“Representation is about claim-making, and it is purposeful: makers of claims are trying to achieve acceptance and other effects through the conceptions of subject and object that they construct.”
Michael Saward, The Representative Claim, Oxford University Press, 2010.
“The possibilities of real or hypothetical agreement or consensus in the world are extremely limited. This does not, of course, imply that it might not be an extremely good idea to conduct as extensive discussions as possible, develop discursive institutions, and so on. We might have all kinds of good reasons for this apart from the excessively cheerful idea that free discussion would give us automatic access to a common good.”
Raymond Geuss, 2001, Public Goods, Private Goods, Princeton University Press.
“Violence can be justifiable, but it never will be legitimate. Its justification loses its plausibility the farther its intended end recedes into the future.”
Hannah Arendt, 1969, On Violence, Harcourt and Brace.
“Factual truth is the bedrock of a free politics. Difference of interpretation and opinion is its process. That the factual sometimes fades into the interpretative does not mitigate against the requirement that an interpretative scheme or doctrine cannot substitute for politics. That the interpretative sometimes seems to the convinced to be the factual does not mitigate against the requirement that for people to meet and interact in a free public, they must share a sense of a factual world. That fact and interpretation get mixed up is very much a part of the messiness of politics, a messiness that is confronted in concrete interactive situations.”

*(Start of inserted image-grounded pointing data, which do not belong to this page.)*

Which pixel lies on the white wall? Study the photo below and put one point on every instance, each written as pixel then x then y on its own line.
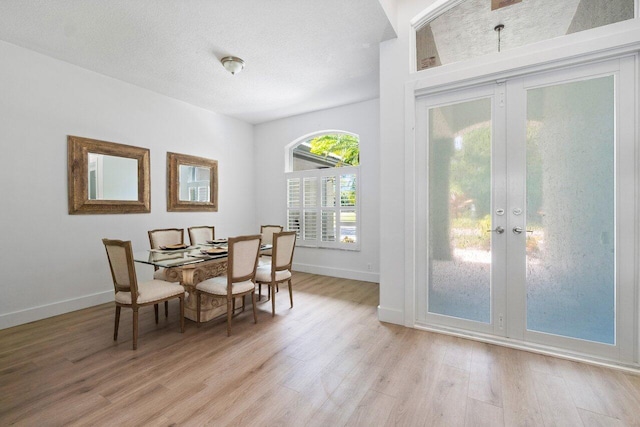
pixel 270 141
pixel 52 262
pixel 397 84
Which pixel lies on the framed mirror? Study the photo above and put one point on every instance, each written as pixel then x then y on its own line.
pixel 192 183
pixel 107 178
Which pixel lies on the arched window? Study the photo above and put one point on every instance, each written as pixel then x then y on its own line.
pixel 322 189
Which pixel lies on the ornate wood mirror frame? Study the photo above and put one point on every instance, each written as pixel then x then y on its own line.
pixel 178 203
pixel 78 150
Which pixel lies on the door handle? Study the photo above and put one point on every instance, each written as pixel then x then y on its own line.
pixel 498 230
pixel 518 230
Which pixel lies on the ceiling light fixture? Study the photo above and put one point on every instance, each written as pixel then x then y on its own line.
pixel 233 64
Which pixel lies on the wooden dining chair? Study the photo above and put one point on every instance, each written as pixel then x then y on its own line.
pixel 239 280
pixel 163 237
pixel 130 293
pixel 201 234
pixel 266 231
pixel 279 271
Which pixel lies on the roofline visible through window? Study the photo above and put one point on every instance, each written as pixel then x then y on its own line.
pixel 288 149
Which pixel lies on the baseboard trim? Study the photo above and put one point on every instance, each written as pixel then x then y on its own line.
pixel 364 276
pixel 28 315
pixel 390 315
pixel 533 348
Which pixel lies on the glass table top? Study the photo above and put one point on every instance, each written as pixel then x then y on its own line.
pixel 188 255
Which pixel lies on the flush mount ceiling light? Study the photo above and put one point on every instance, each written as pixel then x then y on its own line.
pixel 233 64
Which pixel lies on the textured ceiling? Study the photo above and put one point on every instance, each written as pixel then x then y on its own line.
pixel 301 55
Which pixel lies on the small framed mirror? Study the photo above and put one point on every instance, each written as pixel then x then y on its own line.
pixel 107 178
pixel 192 183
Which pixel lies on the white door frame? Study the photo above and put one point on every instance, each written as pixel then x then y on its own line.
pixel 627 352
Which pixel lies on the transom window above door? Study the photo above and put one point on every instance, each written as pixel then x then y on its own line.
pixel 465 29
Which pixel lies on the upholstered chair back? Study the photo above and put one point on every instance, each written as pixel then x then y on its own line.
pixel 243 257
pixel 166 236
pixel 123 272
pixel 267 233
pixel 200 235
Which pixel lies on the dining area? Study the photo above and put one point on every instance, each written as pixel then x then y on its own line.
pixel 211 277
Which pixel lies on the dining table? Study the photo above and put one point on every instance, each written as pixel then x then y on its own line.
pixel 190 265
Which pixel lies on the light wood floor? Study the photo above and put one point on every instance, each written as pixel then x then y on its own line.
pixel 326 362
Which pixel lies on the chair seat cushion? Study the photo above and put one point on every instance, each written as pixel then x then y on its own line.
pixel 153 290
pixel 218 286
pixel 263 274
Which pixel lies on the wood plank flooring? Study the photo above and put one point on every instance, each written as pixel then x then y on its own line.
pixel 326 362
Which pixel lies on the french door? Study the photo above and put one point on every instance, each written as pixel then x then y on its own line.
pixel 526 210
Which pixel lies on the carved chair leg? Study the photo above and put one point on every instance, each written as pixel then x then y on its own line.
pixel 290 293
pixel 230 305
pixel 135 328
pixel 273 299
pixel 182 314
pixel 198 308
pixel 253 300
pixel 115 329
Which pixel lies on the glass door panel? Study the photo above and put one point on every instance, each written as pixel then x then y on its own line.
pixel 459 203
pixel 570 199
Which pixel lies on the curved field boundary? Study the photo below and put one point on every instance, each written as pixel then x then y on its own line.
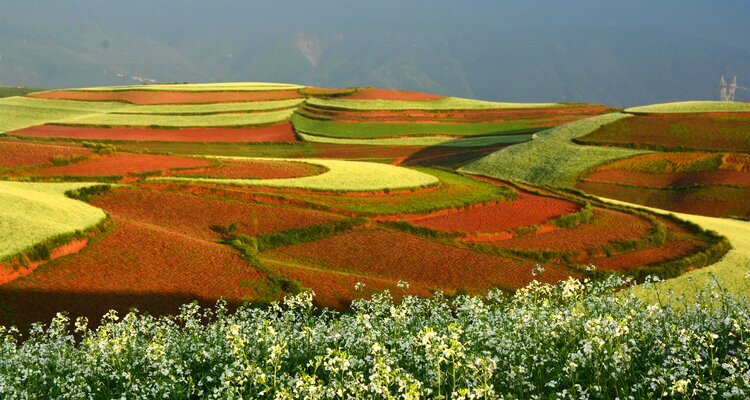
pixel 439 141
pixel 276 133
pixel 551 158
pixel 199 87
pixel 344 176
pixel 32 213
pixel 189 121
pixel 22 112
pixel 151 97
pixel 691 107
pixel 354 130
pixel 446 103
pixel 207 109
pixel 732 270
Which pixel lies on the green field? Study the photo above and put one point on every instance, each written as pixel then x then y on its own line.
pixel 551 158
pixel 446 103
pixel 342 176
pixel 181 121
pixel 32 213
pixel 352 130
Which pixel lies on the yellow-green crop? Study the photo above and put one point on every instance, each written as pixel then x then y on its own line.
pixel 32 213
pixel 344 176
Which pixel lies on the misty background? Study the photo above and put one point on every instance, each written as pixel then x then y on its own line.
pixel 621 53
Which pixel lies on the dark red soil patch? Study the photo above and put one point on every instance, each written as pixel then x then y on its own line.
pixel 121 164
pixel 135 264
pixel 193 215
pixel 254 170
pixel 167 97
pixel 14 153
pixel 527 209
pixel 608 226
pixel 391 94
pixel 671 180
pixel 395 255
pixel 270 133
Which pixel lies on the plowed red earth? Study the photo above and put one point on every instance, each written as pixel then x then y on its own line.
pixel 167 97
pixel 396 255
pixel 491 115
pixel 270 133
pixel 672 250
pixel 135 265
pixel 671 180
pixel 336 289
pixel 608 226
pixel 122 164
pixel 391 94
pixel 527 209
pixel 193 215
pixel 255 169
pixel 18 154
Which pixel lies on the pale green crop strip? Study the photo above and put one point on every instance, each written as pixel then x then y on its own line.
pixel 200 87
pixel 692 107
pixel 182 121
pixel 32 213
pixel 551 158
pixel 344 176
pixel 446 103
pixel 437 141
pixel 22 112
pixel 213 108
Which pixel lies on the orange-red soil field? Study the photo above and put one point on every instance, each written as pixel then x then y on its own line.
pixel 193 215
pixel 689 131
pixel 167 97
pixel 391 94
pixel 254 170
pixel 397 255
pixel 134 265
pixel 261 134
pixel 527 209
pixel 15 154
pixel 121 164
pixel 607 226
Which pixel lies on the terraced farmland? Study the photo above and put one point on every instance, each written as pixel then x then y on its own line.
pixel 253 191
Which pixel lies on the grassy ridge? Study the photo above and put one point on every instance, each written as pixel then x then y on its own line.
pixel 375 130
pixel 347 176
pixel 446 103
pixel 36 212
pixel 551 158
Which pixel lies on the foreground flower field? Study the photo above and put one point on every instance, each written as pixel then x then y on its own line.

Jeffrey Goldfarb, 2006. The Politics of Small Things: The Power of the Powerless in Dark Times, University of Chicago Press.
“Democracy is no longer an unequivocal ideal, it is also a historical fact, not just the prize but the battleground on which social struggles take place […] Both Left and Right work the terrain of democracy, and though the ground ought to favour the former, it is from the latter that some of the most successful and inventive thrusts have come.”
Ken Hirschkop, 1999, Mikhail Bakhtin: An Aesthetic for Democracy, Oxford University Press.
“Democratic cosmopolitanism is a name for forms of internationalism that seek not to govern, per se, but rather to widen the resources, energies, and accountability of an emerging international civil society that contests or supports state actions in matters of transnational and local interest such as environmental, economic, military, cultural and social policies.”
Bonnie Honig, 2001, Democracy and the Foreigner, Princeton University Press.
“If anyone else had published the second and third volumes of the History of Sexuality, they would have had little to no impact on the theoretical domains of literary and cultural theory in the U.S. academy.”
Amanda Anderson, 2006, The Way We Argue Now: A Study in the Cultures of Theory. Princeton, Princeton University Press, p. 121.